Car on serait bien en peine de discerner l’enjeu politique, au sens plein du terme, de la prise de position de Valérie Trierweiler quand, à l’inverse, celui de la campagne de Ségolène Royal est explicite – devenir la première femme présidente de l’Assemblée nationale. Que Valérie Trierweiler ait épisodiquement, comme il nous arrive à tous, de vilaines pensées à l’attention de celles ou ceux qui lui déplaisent, au point de rêver qu’ils mordent la poussière, est un trait humain banal. Mais qu’elle en fasse acte publiquement est une faute, transgression des civilités et décences communes, avec cette circonstance aggravante de se croire à l’abri par le pouvoir que lui conférerait sa position imaginaire de « Première Dame ».

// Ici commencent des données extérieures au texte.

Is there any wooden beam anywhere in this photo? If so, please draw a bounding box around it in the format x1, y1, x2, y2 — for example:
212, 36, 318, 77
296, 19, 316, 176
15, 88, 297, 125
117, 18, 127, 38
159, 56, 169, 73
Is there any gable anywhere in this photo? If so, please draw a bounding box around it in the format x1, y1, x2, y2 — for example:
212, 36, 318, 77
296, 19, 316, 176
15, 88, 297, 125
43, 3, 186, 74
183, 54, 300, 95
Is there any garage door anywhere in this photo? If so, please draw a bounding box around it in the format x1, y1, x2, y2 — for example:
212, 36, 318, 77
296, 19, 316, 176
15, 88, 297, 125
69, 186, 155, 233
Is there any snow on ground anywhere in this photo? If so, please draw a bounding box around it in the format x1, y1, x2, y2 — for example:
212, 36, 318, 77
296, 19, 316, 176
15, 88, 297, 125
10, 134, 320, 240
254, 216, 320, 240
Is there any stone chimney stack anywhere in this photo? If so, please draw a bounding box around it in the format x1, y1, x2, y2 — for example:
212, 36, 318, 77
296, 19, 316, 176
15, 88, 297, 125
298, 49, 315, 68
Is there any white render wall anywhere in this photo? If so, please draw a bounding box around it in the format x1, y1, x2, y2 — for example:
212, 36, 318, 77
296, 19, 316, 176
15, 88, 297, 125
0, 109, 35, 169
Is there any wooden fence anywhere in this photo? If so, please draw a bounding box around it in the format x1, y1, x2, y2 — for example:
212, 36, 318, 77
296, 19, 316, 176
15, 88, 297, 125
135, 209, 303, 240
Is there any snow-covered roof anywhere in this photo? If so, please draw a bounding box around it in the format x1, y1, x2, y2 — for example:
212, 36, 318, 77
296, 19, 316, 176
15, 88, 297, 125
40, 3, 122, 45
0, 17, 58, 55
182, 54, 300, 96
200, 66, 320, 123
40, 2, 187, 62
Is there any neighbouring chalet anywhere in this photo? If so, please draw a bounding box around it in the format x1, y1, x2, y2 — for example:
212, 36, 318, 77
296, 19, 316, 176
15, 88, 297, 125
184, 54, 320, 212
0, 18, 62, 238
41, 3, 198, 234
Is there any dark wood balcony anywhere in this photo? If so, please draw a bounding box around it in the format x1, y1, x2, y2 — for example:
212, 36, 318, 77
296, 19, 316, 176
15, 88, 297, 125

On imagine aisément le désarroi du peuple de gauche, et du peuple tout court, devant cet étalage indécent, sa virulence et son ridicule. La frontière du privé et du public est au cœur de la construction d’un espace démocratique, pluraliste, apaisé et régulé, dans un effort rationnel de mise à distance des passions intimes. En 2007, il avait déjà fallu découvrir, non sans stupeur, que la tension objective qui parcourait un Parti socialiste dont le premier secrétaire, candidat naturel, n’était pas en lice à la présidentielle, tandis que sa compagne l’était, recouvrait de plus la déchirure secrète d’un couple. Mais l’épisode du tweet remet en lumière cette confidence récente de Valérie Trierweiler sur son attitude électorale à l’époque. Bien que se disant de gauche, elle n’avait pas pu voter pour la candidate socialiste et avait préféré s'abstenir : « Comme si je ne me sentais pas concernée. Ou trop concernée justement. C’était douloureux. »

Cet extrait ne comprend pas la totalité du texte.